File Merger will perform a k-way merge of all input files. This is a partial implementation of an external merge sort, only performing the second half of the function. It assumes all external files it will merge are themselves already sorted based on a merge key.
It is written in the Rust programming language as an initial foray into the language.
- Ability to generate, store and later utilize a cache of files to perform the sort on (this is useful for batch processing)
- Able to merge on any single column
- Supports any delimiter you throw at it (single character)
- Low memory overhead as we only store the 'current' line of each merge file in memory
- Supports different specializations of the merge key, allowing faster merges
-
Clone the repository:
git clone https://github.com/michael-robbins/filemerger.git
-
cd filemerger; cargo build --release
. The binary will now be in./target/release/filemerger
-
Done! Test it out by generating a cache file or performing a direct merge!
Usage: ./file-merger [-h] [-v] -- See below for all options
Options:
-h, --help Print out this help.
-v, --verbose Prints out more info (able to be applied up to 3 times)
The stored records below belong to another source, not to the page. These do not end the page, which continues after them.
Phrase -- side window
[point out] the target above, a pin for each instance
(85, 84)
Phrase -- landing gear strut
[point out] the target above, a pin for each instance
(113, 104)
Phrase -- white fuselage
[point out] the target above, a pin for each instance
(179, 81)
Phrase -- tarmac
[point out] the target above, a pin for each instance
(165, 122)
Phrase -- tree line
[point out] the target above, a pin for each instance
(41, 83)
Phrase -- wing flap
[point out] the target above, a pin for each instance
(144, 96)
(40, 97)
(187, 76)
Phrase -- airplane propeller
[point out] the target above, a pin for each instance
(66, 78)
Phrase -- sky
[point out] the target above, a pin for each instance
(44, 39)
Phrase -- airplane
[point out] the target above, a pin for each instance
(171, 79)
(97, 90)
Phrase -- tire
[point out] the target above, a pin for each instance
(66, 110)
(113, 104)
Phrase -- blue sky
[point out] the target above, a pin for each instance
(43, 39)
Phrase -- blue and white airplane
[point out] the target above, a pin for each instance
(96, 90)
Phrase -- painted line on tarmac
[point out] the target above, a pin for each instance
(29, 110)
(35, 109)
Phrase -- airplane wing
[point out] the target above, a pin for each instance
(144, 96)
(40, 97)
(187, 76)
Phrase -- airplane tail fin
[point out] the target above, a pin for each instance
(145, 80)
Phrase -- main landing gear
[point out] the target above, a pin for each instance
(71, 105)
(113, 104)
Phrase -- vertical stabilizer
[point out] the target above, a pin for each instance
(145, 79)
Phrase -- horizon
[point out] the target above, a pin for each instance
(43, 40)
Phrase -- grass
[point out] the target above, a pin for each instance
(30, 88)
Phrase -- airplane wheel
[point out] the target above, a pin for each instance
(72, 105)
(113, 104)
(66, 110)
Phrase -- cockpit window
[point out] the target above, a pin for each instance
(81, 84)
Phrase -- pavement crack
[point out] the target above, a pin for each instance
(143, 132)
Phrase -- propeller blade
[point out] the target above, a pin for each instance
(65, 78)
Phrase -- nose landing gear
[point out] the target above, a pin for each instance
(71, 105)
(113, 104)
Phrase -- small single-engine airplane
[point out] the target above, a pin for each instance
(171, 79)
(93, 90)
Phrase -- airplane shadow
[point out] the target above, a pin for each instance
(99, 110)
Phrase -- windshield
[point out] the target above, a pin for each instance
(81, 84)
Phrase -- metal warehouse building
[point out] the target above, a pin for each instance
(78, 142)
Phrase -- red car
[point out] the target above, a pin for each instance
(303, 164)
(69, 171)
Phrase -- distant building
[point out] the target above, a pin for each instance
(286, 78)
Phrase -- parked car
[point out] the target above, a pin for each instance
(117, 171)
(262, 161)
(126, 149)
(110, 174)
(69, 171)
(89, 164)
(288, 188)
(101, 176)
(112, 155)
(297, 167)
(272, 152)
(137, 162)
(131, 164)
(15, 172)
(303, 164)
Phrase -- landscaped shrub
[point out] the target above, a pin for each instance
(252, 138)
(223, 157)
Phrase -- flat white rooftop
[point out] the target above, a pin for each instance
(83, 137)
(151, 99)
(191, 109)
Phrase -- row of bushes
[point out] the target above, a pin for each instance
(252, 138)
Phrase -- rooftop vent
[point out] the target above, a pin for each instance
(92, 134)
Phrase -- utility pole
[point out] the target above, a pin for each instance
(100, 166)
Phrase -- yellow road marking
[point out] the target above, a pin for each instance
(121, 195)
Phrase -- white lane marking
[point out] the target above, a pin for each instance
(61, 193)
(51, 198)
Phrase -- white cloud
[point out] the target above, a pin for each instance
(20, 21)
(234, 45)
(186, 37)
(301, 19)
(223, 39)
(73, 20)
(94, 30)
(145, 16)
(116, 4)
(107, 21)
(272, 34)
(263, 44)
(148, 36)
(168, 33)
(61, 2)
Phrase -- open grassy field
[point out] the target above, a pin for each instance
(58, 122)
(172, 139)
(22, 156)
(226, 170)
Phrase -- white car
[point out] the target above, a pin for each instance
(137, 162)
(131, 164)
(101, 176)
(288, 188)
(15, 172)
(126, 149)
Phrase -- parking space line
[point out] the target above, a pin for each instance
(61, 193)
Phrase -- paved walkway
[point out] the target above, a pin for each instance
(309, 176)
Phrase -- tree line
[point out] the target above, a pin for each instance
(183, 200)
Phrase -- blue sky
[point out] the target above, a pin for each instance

--config-file /path/to/config.yaml
Configuration file in YAML that contains most other settings
--delimiter ' ' || ',' || '|'
Raw character we split the line on
--index 0 -> len(line) - 1
Column index we will use for the merge key (0 based)
--glob /path/to/specific_*_files.*.gz
File glob that will provide all required files
--cache-file /path/to/file.cache
Cache file containing files we could merge and their upper and lower merge keys
--key-start 1 Lower bound (starting from and including) merge key
--key-end 10 Upper bound (up to but not including) merge key
--key-type 'Unsigned32Integer' || 'Signed32Integer' || 'String'
The data type of the key used for optimization